Bobcares

Cornering an SLA killer – How systematic resolution of an OpenVZ crash protected uptime guarantees

by | Jan 23, 2015

It was a peaceful night shift at a data center we managed. Just a few routine server provisioning and customer queries were keeping us occupied. Suddenly all alarm bells started ringing.

25+ managed server instances had gone offline, and the alert priority was among the highest. Each passing minute was eating into our SLA guarantee. An OpenVZ node had gone down with almost no warning at all. The monitors had shown a slight increase in load, but well within normal range.
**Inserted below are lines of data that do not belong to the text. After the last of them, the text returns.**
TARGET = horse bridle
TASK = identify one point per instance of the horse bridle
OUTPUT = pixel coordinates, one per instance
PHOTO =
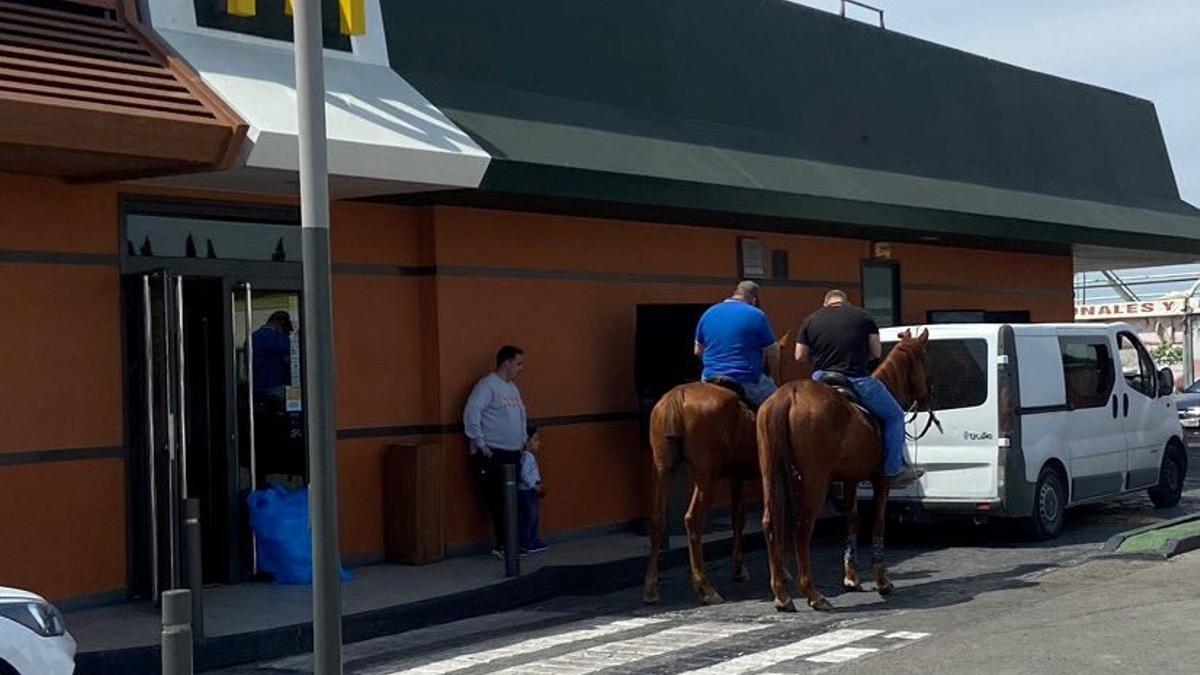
(933, 418)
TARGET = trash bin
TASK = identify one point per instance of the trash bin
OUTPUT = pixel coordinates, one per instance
(415, 502)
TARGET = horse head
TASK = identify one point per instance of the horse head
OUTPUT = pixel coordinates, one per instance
(905, 374)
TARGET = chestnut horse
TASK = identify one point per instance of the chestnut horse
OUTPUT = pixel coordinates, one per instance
(714, 430)
(810, 435)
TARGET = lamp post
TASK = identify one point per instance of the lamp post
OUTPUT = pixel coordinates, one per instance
(327, 592)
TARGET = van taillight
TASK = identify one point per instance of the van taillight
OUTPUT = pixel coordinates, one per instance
(1007, 386)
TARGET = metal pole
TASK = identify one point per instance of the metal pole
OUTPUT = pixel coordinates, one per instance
(327, 592)
(177, 632)
(511, 544)
(195, 563)
(1188, 350)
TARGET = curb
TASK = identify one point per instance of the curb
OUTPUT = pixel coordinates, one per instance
(282, 641)
(1170, 549)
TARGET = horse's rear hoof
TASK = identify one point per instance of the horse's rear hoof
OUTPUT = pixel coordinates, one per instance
(821, 605)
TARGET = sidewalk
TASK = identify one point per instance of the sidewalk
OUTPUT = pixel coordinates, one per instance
(255, 621)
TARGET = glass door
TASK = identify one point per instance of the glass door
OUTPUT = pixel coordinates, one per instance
(269, 392)
(159, 447)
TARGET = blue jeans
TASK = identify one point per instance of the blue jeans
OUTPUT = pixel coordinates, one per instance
(759, 392)
(528, 517)
(883, 406)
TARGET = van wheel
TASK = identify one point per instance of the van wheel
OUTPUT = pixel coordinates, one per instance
(1170, 479)
(1049, 506)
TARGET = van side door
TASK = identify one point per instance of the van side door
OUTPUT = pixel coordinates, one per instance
(1143, 411)
(1095, 440)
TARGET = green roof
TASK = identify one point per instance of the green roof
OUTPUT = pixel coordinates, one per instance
(768, 108)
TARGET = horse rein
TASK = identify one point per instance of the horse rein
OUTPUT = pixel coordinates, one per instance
(933, 420)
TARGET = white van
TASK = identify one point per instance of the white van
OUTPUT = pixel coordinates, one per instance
(1037, 419)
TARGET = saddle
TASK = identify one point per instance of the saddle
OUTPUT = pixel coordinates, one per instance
(843, 386)
(732, 386)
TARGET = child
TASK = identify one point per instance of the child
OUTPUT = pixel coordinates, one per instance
(529, 491)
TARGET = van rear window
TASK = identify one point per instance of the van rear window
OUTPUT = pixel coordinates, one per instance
(958, 371)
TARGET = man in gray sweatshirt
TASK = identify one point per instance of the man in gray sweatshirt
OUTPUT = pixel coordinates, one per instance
(495, 419)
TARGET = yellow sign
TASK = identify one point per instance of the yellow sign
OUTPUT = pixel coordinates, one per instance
(352, 13)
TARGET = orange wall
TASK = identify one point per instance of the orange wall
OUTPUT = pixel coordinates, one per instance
(408, 346)
(63, 521)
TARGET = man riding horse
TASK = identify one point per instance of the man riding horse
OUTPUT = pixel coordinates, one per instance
(733, 338)
(840, 341)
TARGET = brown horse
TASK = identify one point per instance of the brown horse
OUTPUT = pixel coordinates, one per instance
(810, 435)
(709, 426)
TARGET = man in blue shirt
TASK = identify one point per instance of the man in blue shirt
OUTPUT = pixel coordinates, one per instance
(273, 356)
(733, 338)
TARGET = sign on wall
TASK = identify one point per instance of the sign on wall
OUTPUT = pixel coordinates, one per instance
(1111, 311)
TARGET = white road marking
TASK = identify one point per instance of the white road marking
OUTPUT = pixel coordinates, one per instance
(527, 647)
(841, 656)
(906, 635)
(767, 658)
(613, 655)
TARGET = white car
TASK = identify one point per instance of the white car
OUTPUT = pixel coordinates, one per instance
(1043, 417)
(34, 638)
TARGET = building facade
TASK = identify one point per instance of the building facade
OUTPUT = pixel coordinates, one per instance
(579, 179)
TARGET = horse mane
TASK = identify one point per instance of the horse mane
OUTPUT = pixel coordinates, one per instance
(893, 372)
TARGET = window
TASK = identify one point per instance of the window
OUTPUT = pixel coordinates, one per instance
(1087, 371)
(957, 370)
(271, 22)
(881, 292)
(1137, 366)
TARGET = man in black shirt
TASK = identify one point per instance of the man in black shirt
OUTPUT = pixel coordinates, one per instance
(844, 339)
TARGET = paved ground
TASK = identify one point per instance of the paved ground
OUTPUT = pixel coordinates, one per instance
(970, 598)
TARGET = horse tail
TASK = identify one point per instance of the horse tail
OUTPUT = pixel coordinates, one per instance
(774, 457)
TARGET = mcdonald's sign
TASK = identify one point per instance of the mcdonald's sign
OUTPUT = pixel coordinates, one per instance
(352, 13)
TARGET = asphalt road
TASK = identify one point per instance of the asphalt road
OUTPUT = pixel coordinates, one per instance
(969, 599)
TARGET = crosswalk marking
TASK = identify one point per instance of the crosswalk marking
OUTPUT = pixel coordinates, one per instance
(622, 652)
(841, 656)
(905, 635)
(767, 658)
(525, 647)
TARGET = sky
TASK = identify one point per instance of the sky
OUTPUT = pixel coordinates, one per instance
(1149, 48)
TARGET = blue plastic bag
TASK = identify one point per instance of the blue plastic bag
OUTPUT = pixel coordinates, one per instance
(282, 538)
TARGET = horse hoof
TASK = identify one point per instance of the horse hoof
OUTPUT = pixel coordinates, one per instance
(821, 605)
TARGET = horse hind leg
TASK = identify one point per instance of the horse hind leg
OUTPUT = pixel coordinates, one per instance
(694, 520)
(850, 580)
(882, 581)
(811, 502)
(664, 469)
(737, 500)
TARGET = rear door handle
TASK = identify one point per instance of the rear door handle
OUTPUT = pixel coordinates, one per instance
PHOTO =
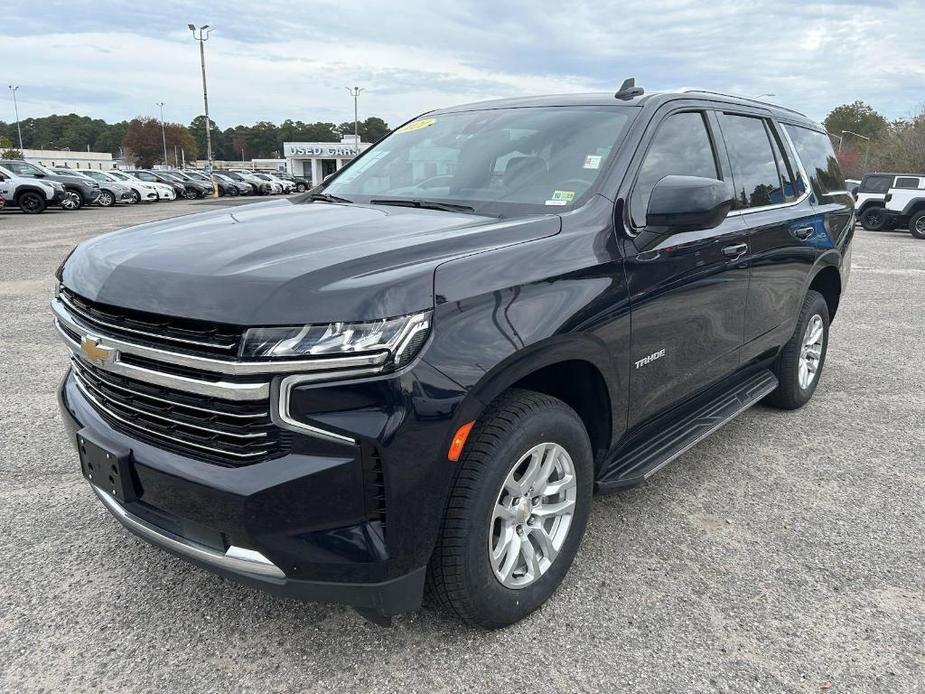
(735, 250)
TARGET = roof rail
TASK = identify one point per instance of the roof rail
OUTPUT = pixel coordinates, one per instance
(743, 98)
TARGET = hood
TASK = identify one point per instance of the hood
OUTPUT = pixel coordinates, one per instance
(283, 263)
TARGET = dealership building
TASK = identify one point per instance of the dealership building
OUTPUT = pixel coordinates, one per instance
(320, 159)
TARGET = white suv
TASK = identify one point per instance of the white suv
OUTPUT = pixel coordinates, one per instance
(904, 204)
(30, 195)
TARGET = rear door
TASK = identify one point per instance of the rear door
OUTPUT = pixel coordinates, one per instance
(687, 289)
(773, 203)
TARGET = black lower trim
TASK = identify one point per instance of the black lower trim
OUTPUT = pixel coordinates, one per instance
(642, 459)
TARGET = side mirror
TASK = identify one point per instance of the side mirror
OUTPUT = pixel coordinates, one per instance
(688, 203)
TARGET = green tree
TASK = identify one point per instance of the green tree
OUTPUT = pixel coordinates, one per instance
(6, 149)
(857, 117)
(144, 145)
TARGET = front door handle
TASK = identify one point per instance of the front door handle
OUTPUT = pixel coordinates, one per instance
(735, 250)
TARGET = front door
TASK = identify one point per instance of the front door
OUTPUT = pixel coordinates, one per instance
(688, 289)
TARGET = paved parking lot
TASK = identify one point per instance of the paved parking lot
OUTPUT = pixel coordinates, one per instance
(786, 553)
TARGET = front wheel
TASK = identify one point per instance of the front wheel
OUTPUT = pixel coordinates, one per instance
(873, 219)
(31, 202)
(917, 225)
(800, 362)
(517, 512)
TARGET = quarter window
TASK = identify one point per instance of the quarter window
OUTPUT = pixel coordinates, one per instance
(815, 151)
(681, 147)
(754, 165)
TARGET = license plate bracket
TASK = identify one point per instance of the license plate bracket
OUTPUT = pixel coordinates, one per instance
(107, 466)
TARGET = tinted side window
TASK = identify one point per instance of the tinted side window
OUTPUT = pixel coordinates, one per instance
(815, 151)
(876, 184)
(754, 166)
(681, 147)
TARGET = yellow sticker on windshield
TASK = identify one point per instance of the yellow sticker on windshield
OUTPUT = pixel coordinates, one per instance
(417, 125)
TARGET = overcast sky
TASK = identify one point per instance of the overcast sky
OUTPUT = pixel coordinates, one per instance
(272, 61)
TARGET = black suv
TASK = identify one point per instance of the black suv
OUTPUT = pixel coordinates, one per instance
(421, 372)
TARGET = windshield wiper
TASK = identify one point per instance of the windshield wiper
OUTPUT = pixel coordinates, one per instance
(327, 197)
(425, 205)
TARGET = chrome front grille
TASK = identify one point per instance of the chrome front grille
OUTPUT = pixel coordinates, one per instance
(223, 410)
(193, 336)
(215, 430)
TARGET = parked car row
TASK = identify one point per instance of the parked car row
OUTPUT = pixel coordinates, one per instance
(32, 187)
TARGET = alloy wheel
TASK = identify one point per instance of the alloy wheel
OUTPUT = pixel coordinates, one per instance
(532, 515)
(811, 352)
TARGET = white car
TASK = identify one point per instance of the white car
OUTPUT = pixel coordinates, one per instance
(150, 192)
(29, 194)
(276, 187)
(287, 186)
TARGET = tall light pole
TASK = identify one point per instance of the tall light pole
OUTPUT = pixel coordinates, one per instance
(355, 93)
(202, 37)
(13, 91)
(163, 132)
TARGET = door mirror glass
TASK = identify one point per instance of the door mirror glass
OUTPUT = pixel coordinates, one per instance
(688, 203)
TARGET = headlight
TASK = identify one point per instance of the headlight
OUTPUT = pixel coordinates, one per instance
(401, 337)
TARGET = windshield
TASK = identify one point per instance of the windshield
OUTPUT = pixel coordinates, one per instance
(496, 161)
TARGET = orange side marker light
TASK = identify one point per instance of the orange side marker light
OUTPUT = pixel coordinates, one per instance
(459, 440)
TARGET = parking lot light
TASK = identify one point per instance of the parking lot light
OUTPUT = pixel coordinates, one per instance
(202, 37)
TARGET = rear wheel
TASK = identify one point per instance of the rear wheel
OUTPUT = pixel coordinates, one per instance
(917, 225)
(31, 202)
(873, 218)
(517, 511)
(800, 363)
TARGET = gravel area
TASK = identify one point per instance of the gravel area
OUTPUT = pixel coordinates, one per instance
(783, 554)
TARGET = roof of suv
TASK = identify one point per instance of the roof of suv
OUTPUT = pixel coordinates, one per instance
(608, 99)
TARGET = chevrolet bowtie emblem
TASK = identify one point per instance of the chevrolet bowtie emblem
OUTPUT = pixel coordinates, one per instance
(94, 351)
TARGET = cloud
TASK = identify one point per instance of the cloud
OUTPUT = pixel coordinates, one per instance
(274, 60)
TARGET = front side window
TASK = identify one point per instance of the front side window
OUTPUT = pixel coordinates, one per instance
(681, 147)
(815, 151)
(498, 161)
(754, 165)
OK, first order of business, bring the server back online. The OpenVZ kernel booted up, and all instances were back online in less than 15 minutes, but that cut our uptime to 99.96%. We just cannot afford to let it happen again, and so, we started digging.

The server went down at 2:36 am, but the messages log stopped recording at 2:24 am. Nothing before it. System logs and error logs all seemed normal. Maybe we’ll get some clues from outside the server, and so we looked at the System Event Log of the IPMI. And there is was – at around 2:24 am, two devices had reported a fatal error causing a “Critical Interrupt”. Cross verifying the device number with the system configuration, we found that it was the Broadcom ethernet card that had failed, causing the server resources to be held indefinitely, and causing a server freeze.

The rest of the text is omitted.